Fast forward to the 2015 Emmy Awards. “You cannot win an Emmy for roles that are simply not there,” said the stunning, magnificent Viola Davis, upon winning a best actress award for her current television series. Quoting Harriet Tubman, she spoke of the line that separates the opportunities for white women and those for women of color. I acknowledge and revile the line that Ms. Davis evoked, but am speaking here about another line, older, wider, more insidious and exhaustingly ubiquitous, accepted still and ignored still, despite the many who have challenged and fought to change it. This is the line that makes men’s thoughts mainstream, their work important and valuable, their life on earth at the very center, and those of women trivial, marginal, under-represented or simply, not there. This broad ancient divide separates us by employment opportunity, salary equity, political representation, health, law and safety, and remains a great chasm in the arts. I am grateful for the women’s voices who have grated and graced our literature, theatre, music, dance and art, for Jane Austen and Caryl Churchill, Martha Graham, Ethel Smythe, Virginia Woolf and Jeanette Winterson, Frida Kahlo, Louise Bourgeois…. but these women stand in for the tens of thousands of others across geography and history who had genius but not the opportunity to bring forth work and leave us brilliant traces of ourselves.
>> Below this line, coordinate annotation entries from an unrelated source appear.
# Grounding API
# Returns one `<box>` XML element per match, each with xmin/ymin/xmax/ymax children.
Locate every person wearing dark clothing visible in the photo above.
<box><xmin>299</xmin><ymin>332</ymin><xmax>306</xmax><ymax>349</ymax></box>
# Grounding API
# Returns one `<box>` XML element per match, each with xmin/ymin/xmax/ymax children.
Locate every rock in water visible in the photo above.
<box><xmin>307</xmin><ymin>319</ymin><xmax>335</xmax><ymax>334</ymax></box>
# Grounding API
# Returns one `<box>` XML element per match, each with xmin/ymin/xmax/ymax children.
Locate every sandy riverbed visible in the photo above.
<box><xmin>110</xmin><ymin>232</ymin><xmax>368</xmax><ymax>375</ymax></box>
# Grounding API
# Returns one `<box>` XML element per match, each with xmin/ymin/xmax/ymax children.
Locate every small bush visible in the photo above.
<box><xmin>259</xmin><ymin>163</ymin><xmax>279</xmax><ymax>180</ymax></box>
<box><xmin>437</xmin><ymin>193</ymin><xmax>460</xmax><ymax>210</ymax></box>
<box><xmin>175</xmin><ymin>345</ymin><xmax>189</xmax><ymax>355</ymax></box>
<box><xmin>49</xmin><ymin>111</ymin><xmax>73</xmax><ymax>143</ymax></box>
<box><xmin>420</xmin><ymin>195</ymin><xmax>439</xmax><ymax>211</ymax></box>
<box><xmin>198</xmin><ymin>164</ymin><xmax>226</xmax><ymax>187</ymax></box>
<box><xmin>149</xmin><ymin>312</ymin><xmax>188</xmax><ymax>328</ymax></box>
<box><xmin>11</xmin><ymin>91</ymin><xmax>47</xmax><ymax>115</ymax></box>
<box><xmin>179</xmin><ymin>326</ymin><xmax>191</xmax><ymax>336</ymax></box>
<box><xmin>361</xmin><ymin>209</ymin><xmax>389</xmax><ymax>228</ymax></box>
This is not to say that we are not making progress. We are. But I would love to know Desdemona’s thoughts about that handkerchief, or Hermione on her husband’s extraordinarily bad behavior; what the ladies in Cosi Fan Tutte would do without Mozart’s manipulation; Emma Bovary’s life if her author had not forced her to take arsenic; what Linda Loman might have wanted or done, had she not been taking care of Willy and Biff and Happy. There’s a reason I gravitate to Little Women and not to Huckleberry Finn, Moby Dick or Uncle Tom’s Cabin, and understand why the latter three are deemed masterworks and the first not. It’s because in the great scope of how these matters are judged, we are not there. No one wants to be peripheral, an addendum to someone else’s story. If Golde were given her voice, how might we be surprised, and what might we not learn?
©Melody S. Owens, Poets Sinews, 2016. Reuse with permission.